On Behalf of | Jan 18, 2022 | Wrongful Conviction |

In 2020, only one state exonerated more people wrongfully convicted of crimes than Michigan. The Wolverine State cleared 20 people unjustly convicted of murder and other serious offenses as part of 129 reversals across the nation.

Coming in at first, Illinois recorded 22 exonerations in 2020. Of Michigan’s 20 cases, 12 involved murder convictions. Three were for attempted murder, two for child abuse, one for selling or possessing drugs, one for assault and one for robbery.

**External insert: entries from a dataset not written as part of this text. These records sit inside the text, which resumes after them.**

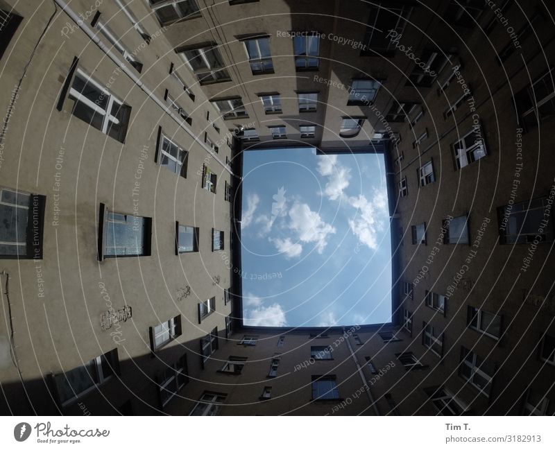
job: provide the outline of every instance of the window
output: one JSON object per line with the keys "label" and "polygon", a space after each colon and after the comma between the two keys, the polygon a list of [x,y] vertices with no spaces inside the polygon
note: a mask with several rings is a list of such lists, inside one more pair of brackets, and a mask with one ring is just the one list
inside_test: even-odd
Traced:
{"label": "window", "polygon": [[253,75],[273,73],[273,64],[270,53],[270,38],[268,37],[243,41],[247,52]]}
{"label": "window", "polygon": [[173,78],[176,81],[178,82],[179,85],[181,88],[187,92],[187,94],[189,96],[189,98],[191,98],[193,101],[195,101],[195,94],[193,94],[193,92],[187,87],[187,83],[183,80],[183,78],[181,78],[178,71],[173,67],[173,63],[172,62],[169,67],[169,74],[172,78]]}
{"label": "window", "polygon": [[403,311],[403,328],[412,334],[412,311],[408,309]]}
{"label": "window", "polygon": [[428,130],[425,130],[418,137],[416,138],[416,140],[412,143],[412,148],[416,148],[420,147],[420,145],[424,142],[427,139],[428,139]]}
{"label": "window", "polygon": [[205,392],[189,415],[216,415],[224,401],[225,394]]}
{"label": "window", "polygon": [[176,315],[155,327],[151,327],[151,343],[153,352],[181,336],[181,316]]}
{"label": "window", "polygon": [[[497,19],[495,19],[495,21],[497,21]],[[449,61],[451,64],[451,67],[447,71],[447,76],[444,78],[443,82],[440,84],[439,87],[438,88],[438,96],[441,96],[445,92],[445,89],[447,89],[447,88],[452,82],[453,78],[455,78],[456,73],[463,67],[463,64],[461,63],[461,60],[458,56],[453,56],[452,58],[450,58]]]}
{"label": "window", "polygon": [[145,257],[151,254],[150,217],[108,211],[100,205],[99,259],[105,257]]}
{"label": "window", "polygon": [[248,142],[250,141],[258,141],[258,133],[254,128],[250,130],[245,130],[243,132],[243,136],[241,137],[241,140],[244,142]]}
{"label": "window", "polygon": [[414,356],[412,352],[405,352],[404,353],[398,353],[395,355],[398,359],[401,361],[405,369],[411,370],[412,369],[422,369],[424,365],[420,362],[418,358]]}
{"label": "window", "polygon": [[426,223],[419,223],[411,227],[412,232],[412,243],[413,245],[426,245]]}
{"label": "window", "polygon": [[443,227],[445,230],[443,234],[444,244],[468,244],[468,217],[459,216],[443,221]]}
{"label": "window", "polygon": [[248,117],[241,97],[234,97],[225,100],[212,100],[211,101],[216,105],[221,116],[225,119]]}
{"label": "window", "polygon": [[262,390],[262,395],[260,396],[261,400],[268,400],[268,399],[272,397],[272,387],[271,386],[264,386],[264,390]]}
{"label": "window", "polygon": [[327,336],[327,333],[311,333],[309,335],[309,337],[311,339],[325,339],[330,336]]}
{"label": "window", "polygon": [[495,339],[501,336],[502,316],[468,306],[467,324],[470,328]]}
{"label": "window", "polygon": [[232,197],[232,189],[231,189],[231,184],[230,184],[228,182],[227,180],[225,180],[225,190],[224,191],[224,195],[223,195],[224,200],[226,202],[230,202],[231,201],[231,197]]}
{"label": "window", "polygon": [[225,316],[225,338],[229,339],[233,333],[233,318],[231,315]]}
{"label": "window", "polygon": [[524,400],[524,415],[555,415],[555,401],[533,389],[529,389]]}
{"label": "window", "polygon": [[318,105],[318,92],[298,92],[299,112],[314,112]]}
{"label": "window", "polygon": [[[167,91],[166,91],[167,92]],[[169,106],[172,109],[172,110],[178,114],[181,119],[185,121],[189,125],[193,124],[193,119],[187,115],[185,110],[181,107],[181,106],[171,96],[166,95],[166,98],[169,103]]]}
{"label": "window", "polygon": [[177,361],[166,367],[160,377],[160,390],[162,406],[166,404],[189,382],[187,355],[184,354]]}
{"label": "window", "polygon": [[424,323],[422,343],[438,356],[443,355],[443,334],[440,334],[430,324]]}
{"label": "window", "polygon": [[[416,64],[409,76],[407,81],[407,86],[416,87],[430,87],[438,74],[443,69],[449,60],[450,55],[437,49],[425,50],[420,55],[421,62]],[[422,64],[424,67],[422,67]]]}
{"label": "window", "polygon": [[[543,197],[499,208],[501,243],[553,241],[553,213],[549,214],[549,202]],[[546,213],[549,223],[544,226],[542,221],[546,220]]]}
{"label": "window", "polygon": [[445,21],[451,25],[473,28],[484,11],[481,0],[451,0],[445,11]]}
{"label": "window", "polygon": [[555,85],[549,69],[545,73],[518,92],[514,97],[518,123],[525,131],[530,131],[548,117],[555,115]]}
{"label": "window", "polygon": [[157,162],[170,172],[187,178],[189,152],[162,135],[156,155]]}
{"label": "window", "polygon": [[71,114],[120,142],[125,141],[131,108],[80,69],[69,89]]}
{"label": "window", "polygon": [[426,186],[436,181],[434,176],[434,165],[432,161],[427,162],[422,167],[418,168],[418,176],[420,177],[420,186]]}
{"label": "window", "polygon": [[316,137],[316,127],[314,125],[301,125],[299,127],[301,139],[311,139]]}
{"label": "window", "polygon": [[413,293],[413,284],[412,283],[407,283],[407,282],[403,282],[403,293],[412,300],[412,293]]}
{"label": "window", "polygon": [[130,64],[137,72],[139,73],[143,69],[143,64],[133,55],[133,53],[128,50],[120,40],[116,36],[114,32],[104,24],[104,21],[99,19],[96,21],[94,24],[95,29],[98,30],[100,33],[110,42],[112,46],[117,50],[117,51],[126,59],[126,60]]}
{"label": "window", "polygon": [[93,358],[88,363],[67,372],[56,375],[60,402],[65,406],[106,383],[119,372],[117,349]]}
{"label": "window", "polygon": [[218,328],[214,328],[203,338],[200,338],[200,363],[204,368],[205,363],[210,355],[218,349]]}
{"label": "window", "polygon": [[445,313],[445,304],[447,299],[445,295],[437,294],[431,291],[426,291],[426,306],[429,306],[432,309],[435,309],[441,312],[444,315]]}
{"label": "window", "polygon": [[268,372],[268,377],[274,378],[278,376],[278,367],[280,366],[280,359],[277,358],[272,358],[272,361],[270,363],[270,372]]}
{"label": "window", "polygon": [[223,250],[223,232],[212,228],[212,252]]}
{"label": "window", "polygon": [[0,9],[0,58],[4,54],[23,17],[14,13],[10,7]]}
{"label": "window", "polygon": [[198,228],[176,222],[177,254],[198,251]]}
{"label": "window", "polygon": [[343,117],[341,128],[339,130],[341,137],[355,137],[362,128],[364,119],[356,117]]}
{"label": "window", "polygon": [[287,138],[285,134],[285,126],[278,127],[269,127],[272,132],[272,137],[275,139],[284,139]]}
{"label": "window", "polygon": [[449,107],[443,113],[443,119],[447,119],[450,116],[453,115],[465,101],[465,98],[470,96],[470,91],[466,91],[460,97],[459,97],[454,103],[450,104]]}
{"label": "window", "polygon": [[280,114],[282,112],[282,100],[279,94],[261,95],[260,101],[266,114]]}
{"label": "window", "polygon": [[246,361],[247,358],[244,356],[230,356],[219,372],[240,375],[245,367]]}
{"label": "window", "polygon": [[216,185],[218,184],[217,175],[212,173],[209,167],[203,168],[203,189],[216,193]]}
{"label": "window", "polygon": [[395,36],[402,35],[412,10],[407,6],[392,6],[386,3],[382,6],[382,4],[379,3],[370,7],[368,26],[363,38],[364,54],[375,55],[368,51],[371,49],[379,54],[393,56],[395,45],[391,32],[395,31],[397,33]]}
{"label": "window", "polygon": [[308,33],[293,38],[295,67],[298,71],[318,70],[320,37]]}
{"label": "window", "polygon": [[541,342],[540,358],[547,364],[555,365],[555,338],[545,334]]}
{"label": "window", "polygon": [[316,360],[333,359],[332,347],[328,345],[317,345],[310,347],[310,357]]}
{"label": "window", "polygon": [[42,259],[45,205],[42,196],[0,187],[0,258]]}
{"label": "window", "polygon": [[147,44],[150,44],[151,35],[149,35],[144,31],[143,27],[139,23],[139,21],[137,19],[137,17],[129,10],[127,5],[124,3],[124,0],[116,0],[116,3],[117,3],[118,6],[119,6],[119,8],[123,12],[123,14],[125,14],[127,18],[129,19],[129,21],[131,22],[131,24],[133,26],[133,28],[135,30],[137,30],[137,32],[139,35],[141,35],[141,37],[142,37]]}
{"label": "window", "polygon": [[312,376],[313,400],[338,400],[339,390],[335,375]]}
{"label": "window", "polygon": [[401,339],[397,338],[397,336],[395,335],[395,333],[393,331],[379,331],[378,332],[378,335],[380,338],[382,338],[382,340],[384,343],[396,343],[402,340]]}
{"label": "window", "polygon": [[216,311],[216,297],[212,297],[198,304],[198,323]]}
{"label": "window", "polygon": [[183,55],[185,63],[201,85],[231,80],[215,44],[199,49],[178,49],[177,51]]}
{"label": "window", "polygon": [[409,195],[409,189],[407,187],[407,177],[403,177],[399,182],[399,196],[406,197]]}
{"label": "window", "polygon": [[258,340],[258,336],[244,336],[243,338],[237,343],[239,345],[248,345],[252,347],[256,345],[256,342]]}
{"label": "window", "polygon": [[409,102],[402,102],[400,103],[395,101],[393,102],[391,107],[389,108],[389,112],[386,116],[386,121],[394,123],[404,122],[409,113],[417,105],[418,103]]}
{"label": "window", "polygon": [[194,0],[149,0],[160,25],[164,26],[182,19],[200,17]]}
{"label": "window", "polygon": [[425,391],[442,415],[461,415],[468,409],[466,405],[443,386],[428,388]]}
{"label": "window", "polygon": [[456,168],[462,168],[486,156],[486,146],[479,127],[472,129],[453,144]]}
{"label": "window", "polygon": [[380,85],[376,80],[353,80],[347,105],[371,105]]}
{"label": "window", "polygon": [[376,370],[376,367],[374,365],[374,363],[372,362],[370,356],[366,356],[366,365],[368,366],[368,369],[370,370],[370,372],[371,374],[377,374],[377,370]]}
{"label": "window", "polygon": [[491,393],[491,381],[495,366],[483,361],[475,353],[461,347],[461,376],[478,389],[486,397]]}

Six causes leading to wrongful convictions

The Innocence Project reports over 2,400 exonerations in the U.S. since 1989. Meantime, a National Registry of Exonerations report says 2% to 10% of the nation’s prison inmates are wrongly convicted. Criminal reform advocates cite the following as the main factors:

  • Fabricated or mistaken eyewitness identification
  • False confessions
  • Faulty, misleading and misapplied forensic evidence
  • False accusations or perjury by informants
  • Government and law enforcement misconduct
  • Inadequate legal defense

With over 2 million inmates in prisons across the U.S., the likely number of innocent people serving time is staggering, anywhere from 45,000 to 250,000. In Michigan, the range is approximately 750 to 4,000.

Postconviction reviews are essential

The National Registry of Exonerations, founded by the University of Michigan Law School in 2012, credits Wayne County’s Conviction Integrity Unit for helping with 13 of the state’s 20 exonerations in 2020. The unit investigates new evidence proving that a convicted person did not commit the crime.

The Innocence Project has also helped wrongfully convicted individuals overturn sentences through DNA testing. Since 1989, 375 people have been cleared. In many of these cases, DNA testing not only exonerated unjustly convicted persons but led to identifying the actual offenders, providing “real” justice for victims and their families.

Most of Michigan’s overturned cases in 2020 included a combination of official misconduct, misleading DNA evidence and false confessions. Ten of the individuals wrongly convicted were serving life sentences. The oldest conviction was from 1983.